But vibes are just one element of the equation for the man behind the New York City design purveyor Magen H Gallery, who says, “I’ve always tried to buy the best pieces I can find.” When looking at furniture or art, he considers form, technique, and context, as well as his gut feeling. “I think it’s an instinct,” he explains. “You just gravitate toward the right object.”
Such a precise yet subjective system for measuring beauty is fitting for the Paris-born dealer, who moved to New York in 1980 to pursue dance. He performed with the Alvin Ailey American Dance Theater and the Dance Theater of Harlem, where he served as a principal for more than a decade before retiring in 1999. “To me, it’s just an extension of dancing,” he says of design dealing. “It’s poetry, motion, beauty, form.”

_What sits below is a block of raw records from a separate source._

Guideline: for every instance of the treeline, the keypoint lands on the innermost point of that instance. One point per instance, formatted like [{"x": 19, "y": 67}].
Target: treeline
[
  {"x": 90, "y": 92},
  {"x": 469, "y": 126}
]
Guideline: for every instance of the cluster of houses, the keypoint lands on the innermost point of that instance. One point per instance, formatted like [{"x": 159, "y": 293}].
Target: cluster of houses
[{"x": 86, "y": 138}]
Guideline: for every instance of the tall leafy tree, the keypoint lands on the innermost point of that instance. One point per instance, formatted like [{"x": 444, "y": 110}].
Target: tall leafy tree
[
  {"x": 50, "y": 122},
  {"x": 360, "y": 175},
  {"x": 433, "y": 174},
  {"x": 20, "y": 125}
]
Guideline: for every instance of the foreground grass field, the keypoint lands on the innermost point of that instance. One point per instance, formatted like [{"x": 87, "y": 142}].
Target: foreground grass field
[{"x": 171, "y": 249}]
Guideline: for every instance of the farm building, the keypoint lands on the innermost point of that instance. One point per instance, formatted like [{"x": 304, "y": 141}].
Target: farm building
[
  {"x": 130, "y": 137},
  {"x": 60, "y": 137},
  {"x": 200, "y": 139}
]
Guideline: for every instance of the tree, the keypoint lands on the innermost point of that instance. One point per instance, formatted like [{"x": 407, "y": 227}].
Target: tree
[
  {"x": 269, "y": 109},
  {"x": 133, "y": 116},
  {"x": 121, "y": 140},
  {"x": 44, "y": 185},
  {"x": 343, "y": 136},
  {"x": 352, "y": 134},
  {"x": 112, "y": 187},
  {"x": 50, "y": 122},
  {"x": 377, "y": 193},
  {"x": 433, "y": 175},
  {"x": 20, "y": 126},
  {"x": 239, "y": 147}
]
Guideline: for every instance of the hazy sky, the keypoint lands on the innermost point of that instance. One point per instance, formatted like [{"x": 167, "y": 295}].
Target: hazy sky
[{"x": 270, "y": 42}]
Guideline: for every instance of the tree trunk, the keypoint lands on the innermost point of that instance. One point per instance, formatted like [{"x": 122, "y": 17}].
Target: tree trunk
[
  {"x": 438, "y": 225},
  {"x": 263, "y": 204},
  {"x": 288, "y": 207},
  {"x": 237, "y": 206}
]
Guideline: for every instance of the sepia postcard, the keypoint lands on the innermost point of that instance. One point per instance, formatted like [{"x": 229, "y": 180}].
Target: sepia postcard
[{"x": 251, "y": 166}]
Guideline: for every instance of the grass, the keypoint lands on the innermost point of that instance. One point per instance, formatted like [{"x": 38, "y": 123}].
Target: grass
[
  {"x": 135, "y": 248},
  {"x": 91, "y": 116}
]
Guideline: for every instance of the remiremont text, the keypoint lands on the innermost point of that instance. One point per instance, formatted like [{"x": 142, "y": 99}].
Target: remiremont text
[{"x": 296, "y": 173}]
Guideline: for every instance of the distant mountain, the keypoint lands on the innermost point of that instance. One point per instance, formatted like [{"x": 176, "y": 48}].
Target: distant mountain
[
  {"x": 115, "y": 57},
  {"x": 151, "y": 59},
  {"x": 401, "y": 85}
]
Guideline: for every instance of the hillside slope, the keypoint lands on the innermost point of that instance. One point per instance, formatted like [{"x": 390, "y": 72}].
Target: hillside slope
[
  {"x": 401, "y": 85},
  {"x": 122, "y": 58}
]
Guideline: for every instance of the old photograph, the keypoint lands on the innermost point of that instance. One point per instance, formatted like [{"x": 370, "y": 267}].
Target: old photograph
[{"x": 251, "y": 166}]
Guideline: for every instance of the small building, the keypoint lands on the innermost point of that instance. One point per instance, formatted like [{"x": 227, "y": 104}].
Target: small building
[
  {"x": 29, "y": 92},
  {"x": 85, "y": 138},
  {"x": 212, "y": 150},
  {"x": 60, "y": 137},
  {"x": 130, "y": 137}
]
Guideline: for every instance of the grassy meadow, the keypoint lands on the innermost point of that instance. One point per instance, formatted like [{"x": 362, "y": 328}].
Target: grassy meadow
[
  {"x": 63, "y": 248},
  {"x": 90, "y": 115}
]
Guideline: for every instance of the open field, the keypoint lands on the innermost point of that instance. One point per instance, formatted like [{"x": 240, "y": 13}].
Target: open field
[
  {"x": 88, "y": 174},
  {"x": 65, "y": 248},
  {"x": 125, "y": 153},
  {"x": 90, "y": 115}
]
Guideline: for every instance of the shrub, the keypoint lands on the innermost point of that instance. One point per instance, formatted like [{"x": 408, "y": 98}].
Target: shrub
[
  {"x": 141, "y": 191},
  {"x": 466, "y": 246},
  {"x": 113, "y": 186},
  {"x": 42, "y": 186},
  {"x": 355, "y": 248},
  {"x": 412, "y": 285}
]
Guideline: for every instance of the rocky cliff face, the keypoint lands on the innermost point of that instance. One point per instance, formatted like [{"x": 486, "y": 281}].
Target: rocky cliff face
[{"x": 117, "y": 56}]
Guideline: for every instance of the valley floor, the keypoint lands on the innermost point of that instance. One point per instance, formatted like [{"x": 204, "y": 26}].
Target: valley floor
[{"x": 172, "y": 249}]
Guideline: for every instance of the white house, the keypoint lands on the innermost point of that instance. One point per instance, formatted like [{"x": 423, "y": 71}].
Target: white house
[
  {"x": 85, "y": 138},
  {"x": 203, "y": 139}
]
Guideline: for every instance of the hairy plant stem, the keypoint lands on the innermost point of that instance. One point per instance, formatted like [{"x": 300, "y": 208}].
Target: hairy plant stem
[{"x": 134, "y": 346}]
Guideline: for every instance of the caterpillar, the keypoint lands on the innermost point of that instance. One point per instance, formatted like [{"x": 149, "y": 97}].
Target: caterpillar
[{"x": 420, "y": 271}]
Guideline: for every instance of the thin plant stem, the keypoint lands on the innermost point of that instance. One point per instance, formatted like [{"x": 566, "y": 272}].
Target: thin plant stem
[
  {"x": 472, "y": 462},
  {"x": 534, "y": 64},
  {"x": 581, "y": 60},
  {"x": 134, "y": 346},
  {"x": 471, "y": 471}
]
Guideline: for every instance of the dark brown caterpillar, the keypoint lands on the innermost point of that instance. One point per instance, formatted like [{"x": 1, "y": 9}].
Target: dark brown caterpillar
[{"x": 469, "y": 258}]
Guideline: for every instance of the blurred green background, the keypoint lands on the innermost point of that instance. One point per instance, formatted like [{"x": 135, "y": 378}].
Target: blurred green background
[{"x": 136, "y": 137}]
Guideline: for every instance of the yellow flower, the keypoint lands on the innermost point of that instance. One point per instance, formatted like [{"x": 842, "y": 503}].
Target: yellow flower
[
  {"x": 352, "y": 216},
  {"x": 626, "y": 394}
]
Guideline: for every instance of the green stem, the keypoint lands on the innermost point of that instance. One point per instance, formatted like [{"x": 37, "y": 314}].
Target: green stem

Magen came to his second career somewhat by accident at the end of the 1990s, when a friend in Paris asked him to find some American furniture in New York. Magen scored a pair of Eames LCW chairs in SoHo that he deconstructed, packed into a suitcase, and brought to France. When they quickly sold (for quite a profit), his wheels started turning. Soon he began doing the same with already collectible midcentury French designs by the likes of Perriand, Le Corbusier, and Prouvé, steadily mixing in work by lesser-known talents. In 2003, after several years of selling pieces to other dealers, he and his then wife, April Magen, opened a gallery on East 11th Street, just a few doors down from its current location.